Calvinists insist their theology is logically consistent with the scriptures. For that matter, Christian-worldview proponents like Francis Schaeffer, Charles W. Colson, Nancy Pearcey, and Marvin Olasky, teach if we combine Calvinism with limited government, supply-side economics, science rejiggered to suit young-earth creationism, and a replacement theology which swaps ancient Israel for Christian nations, it presents a perfect holistic Christian concept of the world. Believe this, and you now live in peaceful certainty. Your theology is absolutely right; your salvation is absolutely certain; you can now defend your viewpoint to the death, and don’t even have to worry about being a fruitless jerk about it. ’Cause you’re not unsaved by your works of the flesh. Ain’t that handy.
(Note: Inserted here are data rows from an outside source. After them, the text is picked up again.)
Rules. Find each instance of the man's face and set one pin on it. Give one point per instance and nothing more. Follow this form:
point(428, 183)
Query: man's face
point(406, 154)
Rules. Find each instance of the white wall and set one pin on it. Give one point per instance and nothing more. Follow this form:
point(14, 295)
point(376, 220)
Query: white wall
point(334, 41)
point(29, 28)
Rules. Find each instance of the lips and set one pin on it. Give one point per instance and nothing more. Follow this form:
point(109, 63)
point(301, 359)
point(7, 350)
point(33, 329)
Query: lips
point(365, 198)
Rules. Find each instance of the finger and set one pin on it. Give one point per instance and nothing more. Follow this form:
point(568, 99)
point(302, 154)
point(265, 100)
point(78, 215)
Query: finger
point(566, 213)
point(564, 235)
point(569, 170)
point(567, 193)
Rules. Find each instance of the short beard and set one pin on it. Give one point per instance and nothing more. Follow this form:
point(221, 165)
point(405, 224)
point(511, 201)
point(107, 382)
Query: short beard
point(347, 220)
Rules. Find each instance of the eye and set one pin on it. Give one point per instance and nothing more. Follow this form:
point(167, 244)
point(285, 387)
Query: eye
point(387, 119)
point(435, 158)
So if you’re the argumentative type, if you love always being right, and if you don’t wanna spend the rest of your life studying the scriptures so you can know God better, Calvinism’s the system for you. Join up, memorize the doctrines, and spend the rest of your life fortifying the walls on the little white box you’ve stuffed Jesus into.

Getting the idea I’m not a Calvinist? This’d be why.

I will say, and should point out, Calvinists aren’t heretics like the Pelagians. What they teach isn’t inconsistent with classical, creedal Christianity. They believe in one God in three persons, that we’re only saved through Jesus, that he lived and died and lives again and is coming back. But their idea that God wields such control of the universe that he suborns evil… okay it’s not technically heresy. But it sure is blasphemy.